REPUBLIKA.CO.ID Oleh: Mimi Kartika
Jumadi Lebang akhirnya berhasil berhubungan dengan kakaknya, Tomi Lebang, yang tinggal di Tebet, Jakarta Pusat. Tomi mendapatkan sambungan telepon dari adiknya itu pada Sabtu (29/9), tepat pukul 06.54.
Sebelumnya, ia kesulitan menghubungi Jumadi di Palu karena saluran komunikasi terputus sejak gempa berkekuatan 7,7 skala Richter (SR) pada pukul 17.02 mengguncang Kabupaten Donggala, Sulawesi Tengah, berdampak hingga Palu.
Jumadi bercerita pada sang kakak. Saat itu, Jumat (28/9), langit sore menggelap dan mendung menjelang maghrib. Jumadi sedang berselancar di internet dengan komputernya. Ia juga sambil berkomunikasi bersama Tomi dan saudara lainnya di grup percakapan Whatsapp.
Saat itu, istrinya, Yusrainy, dan kedua anaknya sedang berada di luar tengah. Mertuanya yang berada di rumahnya sedang berwudhu di kamar mandi.
"Tiba-tiba meja dan komputer di atasnya terangkat lalu terbalik. Benda-benda berjatuhan. Bumi berguncang hebat. Suara orang-orang melolong terdengar panik dari tetangga. Listrik mati tiba-tiba, lampu padam, dan di dalam rumah jadi gelap gulita," ujar Jumadi kepada Tomi.
Jumadi pun panik, ia berusaha berdiri ketika lantai masih berayun-ayun. Ia berjalan seraya meraba dinding.
Ia mencari dua anaknya yang berusia 10 tahun dan balita, tetapi tidak menemukan mereka. Jumadi makin panik dan limbung.
"Suara benda-benda berjatuhan di kegelapan, tanah yang berayun keras dan cepat, lalu lemari-lemari bergeser dan tumbang, mendatangkan bayangan yang buruk dalam sekejap," kata Jumadi.
Kemudian, ia menuju pintu keluar. Keadaan di luar rumah lebih terang.

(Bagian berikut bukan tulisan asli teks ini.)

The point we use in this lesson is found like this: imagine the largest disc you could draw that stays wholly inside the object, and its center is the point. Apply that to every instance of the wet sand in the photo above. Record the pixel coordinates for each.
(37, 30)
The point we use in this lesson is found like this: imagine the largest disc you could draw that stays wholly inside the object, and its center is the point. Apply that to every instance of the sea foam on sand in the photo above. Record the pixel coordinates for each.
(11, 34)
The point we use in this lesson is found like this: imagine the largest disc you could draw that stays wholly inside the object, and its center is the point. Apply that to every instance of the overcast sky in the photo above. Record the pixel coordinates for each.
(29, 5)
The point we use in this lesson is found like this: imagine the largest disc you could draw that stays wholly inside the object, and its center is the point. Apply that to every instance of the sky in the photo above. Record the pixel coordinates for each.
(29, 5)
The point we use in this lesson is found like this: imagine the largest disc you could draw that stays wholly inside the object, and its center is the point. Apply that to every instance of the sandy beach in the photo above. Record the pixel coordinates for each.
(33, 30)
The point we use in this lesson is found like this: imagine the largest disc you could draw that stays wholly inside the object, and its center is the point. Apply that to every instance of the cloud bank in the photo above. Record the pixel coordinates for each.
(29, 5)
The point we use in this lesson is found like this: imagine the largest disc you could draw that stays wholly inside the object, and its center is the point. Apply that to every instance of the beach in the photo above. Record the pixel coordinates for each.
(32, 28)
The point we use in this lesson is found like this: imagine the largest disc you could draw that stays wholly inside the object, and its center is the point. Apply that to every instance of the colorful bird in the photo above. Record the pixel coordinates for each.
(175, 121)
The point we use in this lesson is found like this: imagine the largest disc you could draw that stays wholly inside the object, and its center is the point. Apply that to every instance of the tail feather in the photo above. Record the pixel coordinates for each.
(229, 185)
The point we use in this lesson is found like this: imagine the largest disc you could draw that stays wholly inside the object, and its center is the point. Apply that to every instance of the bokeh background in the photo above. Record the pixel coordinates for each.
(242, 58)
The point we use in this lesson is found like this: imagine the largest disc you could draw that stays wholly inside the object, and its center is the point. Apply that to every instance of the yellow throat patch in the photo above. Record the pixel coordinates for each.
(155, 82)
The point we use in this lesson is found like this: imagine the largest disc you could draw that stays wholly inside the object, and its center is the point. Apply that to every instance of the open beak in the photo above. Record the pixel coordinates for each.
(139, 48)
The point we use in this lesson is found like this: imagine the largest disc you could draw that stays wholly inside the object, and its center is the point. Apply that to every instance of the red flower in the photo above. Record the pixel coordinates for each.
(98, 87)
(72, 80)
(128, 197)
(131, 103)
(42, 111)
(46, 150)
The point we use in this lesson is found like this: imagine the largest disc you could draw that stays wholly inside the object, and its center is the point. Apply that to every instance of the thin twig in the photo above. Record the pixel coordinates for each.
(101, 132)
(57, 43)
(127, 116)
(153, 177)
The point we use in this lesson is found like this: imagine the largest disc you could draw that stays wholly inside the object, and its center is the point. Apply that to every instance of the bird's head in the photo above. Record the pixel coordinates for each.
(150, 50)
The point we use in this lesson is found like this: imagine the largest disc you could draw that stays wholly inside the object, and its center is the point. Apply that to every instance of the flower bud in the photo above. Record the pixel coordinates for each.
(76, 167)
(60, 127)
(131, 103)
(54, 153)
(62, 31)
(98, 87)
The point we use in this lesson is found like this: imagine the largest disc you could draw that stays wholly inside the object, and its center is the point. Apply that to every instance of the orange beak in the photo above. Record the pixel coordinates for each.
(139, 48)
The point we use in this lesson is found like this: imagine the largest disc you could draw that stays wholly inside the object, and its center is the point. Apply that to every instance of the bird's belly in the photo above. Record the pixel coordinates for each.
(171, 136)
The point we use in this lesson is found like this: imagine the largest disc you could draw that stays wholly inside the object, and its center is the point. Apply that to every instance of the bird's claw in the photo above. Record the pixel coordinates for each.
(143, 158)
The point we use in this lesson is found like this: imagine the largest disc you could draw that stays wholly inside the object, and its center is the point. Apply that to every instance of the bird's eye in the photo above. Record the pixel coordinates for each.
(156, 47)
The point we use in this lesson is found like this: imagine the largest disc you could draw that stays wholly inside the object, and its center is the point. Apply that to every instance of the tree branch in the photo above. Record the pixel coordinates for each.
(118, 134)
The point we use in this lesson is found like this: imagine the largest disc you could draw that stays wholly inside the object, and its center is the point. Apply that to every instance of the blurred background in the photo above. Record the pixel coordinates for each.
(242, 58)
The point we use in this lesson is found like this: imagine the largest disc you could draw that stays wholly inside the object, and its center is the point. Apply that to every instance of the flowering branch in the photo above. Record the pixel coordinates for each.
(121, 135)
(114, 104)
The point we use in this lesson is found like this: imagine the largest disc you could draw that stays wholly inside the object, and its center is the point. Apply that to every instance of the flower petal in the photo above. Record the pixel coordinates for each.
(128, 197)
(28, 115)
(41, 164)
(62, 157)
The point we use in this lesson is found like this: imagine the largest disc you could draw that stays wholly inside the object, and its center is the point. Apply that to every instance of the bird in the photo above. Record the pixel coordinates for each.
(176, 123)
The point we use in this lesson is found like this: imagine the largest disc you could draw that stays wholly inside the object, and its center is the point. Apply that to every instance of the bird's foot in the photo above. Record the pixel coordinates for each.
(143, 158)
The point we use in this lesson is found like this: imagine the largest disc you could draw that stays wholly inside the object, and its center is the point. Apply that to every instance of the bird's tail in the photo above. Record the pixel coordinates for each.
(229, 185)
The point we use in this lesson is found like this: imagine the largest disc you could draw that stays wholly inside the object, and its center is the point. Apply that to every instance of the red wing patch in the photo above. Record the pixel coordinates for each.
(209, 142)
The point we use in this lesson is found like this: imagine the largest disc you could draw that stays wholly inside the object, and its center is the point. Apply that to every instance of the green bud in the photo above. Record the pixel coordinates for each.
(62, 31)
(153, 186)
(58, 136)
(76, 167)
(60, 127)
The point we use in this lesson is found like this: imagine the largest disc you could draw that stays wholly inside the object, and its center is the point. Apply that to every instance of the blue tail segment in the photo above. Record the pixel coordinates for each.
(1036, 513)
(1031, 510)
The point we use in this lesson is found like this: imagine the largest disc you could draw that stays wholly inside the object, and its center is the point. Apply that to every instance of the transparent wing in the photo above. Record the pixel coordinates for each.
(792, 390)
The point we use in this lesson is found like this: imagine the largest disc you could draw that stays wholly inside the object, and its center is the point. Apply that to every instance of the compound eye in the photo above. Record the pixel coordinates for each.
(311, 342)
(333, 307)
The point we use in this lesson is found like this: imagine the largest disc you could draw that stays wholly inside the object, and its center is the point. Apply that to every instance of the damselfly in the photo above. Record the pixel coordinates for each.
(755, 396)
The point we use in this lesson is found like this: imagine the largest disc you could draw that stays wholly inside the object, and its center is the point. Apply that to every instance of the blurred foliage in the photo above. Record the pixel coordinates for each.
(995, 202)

Jumadi langsung menemukan istri, kedua anaknya, serta ayah dan ibu mertuanya sudah berada di halaman depan rumah. Ayah mertuanya mengalami luka-luka. Rupanya, saat gempa tiba, ia berada di kamar mandi, ayah terempas ke dinding ruang kecil itu.
Jumadi dan keluarga berkumpul di luar rumah bersama para tetangga. Mereka masih merasakan tanah yang dipijak berayun-ayun. Mereka pun saling menguatkan.
"Saat gempa bumi besar reda, guncangan-guncangan kecil susul-menyusul. Kian malam kian kerap," ungkap Jumadi.
Jumadi menuturkan, ia melewatkan malam itu di halaman belakang rumah. Ia mengeluarkan segala sesuatu yang bisa digunakan sebagai alas tidur, seperti kasur.
Jumadi juga menyampaikan, gempa bumi telah terjadi sejak siang. “Tetapi saya tidak sampaikan karena gempa kecil di Palu itu sudah biasa,” katanya.
Padahal, dari siang sampai sore, ia sedang berkirim pesan di grup percakapan Whatsapp. Akan tetapi, Jumadi pun tidak menyinggung mengenai kejadian gempa tersebut kepada kakak dan saudaranya itu. Ia sudah bertahun-tahun tinggal di kota Palu yang berprofesi sebagai pegawai negeri sipil (PNS) di kantor pemerintah daerah.
Ketika jaringan komunikasi berfungsi kembali, Jumadi mengisi daya baterai telepon genggam melalui mobilnya. Ia pelan-pelan mengeluarkan mobil itu dari rumah pada malam harinya.
Kemarin, Sabtu, Jumadi masih belum mengetahui harus ke mana. Jalan-jalan di Kota Palu terlihat berantakan. ''Jalur keluar kota juga tidak jelas,'' katanya.